The results of a search for the CSF1–CSF1R ligand–receptor pair, filtered for the top cell-to-cell paths (ranked by the product of CSF1 and CSF1R expression). In this network, stimulated mast cells express the highest levels of CSF1 (1,109 TPM), while CD14+ derived endothelial progenitor cells express the highest levels of CSF1R (699 TPM). Users can select cells and/or ligand–receptor (LR) pairs of interest and filter edges and nodes based on expression levels of L and R. The interface is available at: http://fantom.gsc.riken.jp/5/suppl/Ramilowski_et_al_2015/.

Figure 5. Enrichment of multicellular processes in the max-signalling pair network.

About 1287 ligand–receptor (LR) pairs where the receptor (R) and the ligand (L) are expressed above 10 TPM in at least 1 primary cell state are considered.
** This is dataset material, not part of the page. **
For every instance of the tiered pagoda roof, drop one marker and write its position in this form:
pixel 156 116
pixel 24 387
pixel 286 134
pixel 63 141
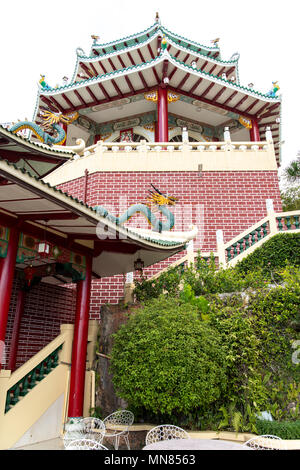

For each LR pair, the cell expressing the highest level of L and highest level of R are considered the major-signalling pair. The number of major-signalling pairs for all LR are then counted for all cell types profiled and summarized into intra- and inter-lineage signalling. (a) Summary network showing the level of signalling across and within lineages. Edges are scaled and numbered with the number of pairs between broadcasting and target cell. (b) Gene Ontology enrichment analysis of receptors and ligands involved in signalling between different lineages. The background gene set was the full set of receptors and ligands shown in a, and the test sets are the genes from the pairs shown on the edges. Only the top five biological processes with at least five enriched genes and their Benjamini-corrected P values are shown. Number of cell types considered in each lineage are: mesenchymal (63), nervous system (4), other (5), endothelial (9), epithelial (34) and haematopoietic (29).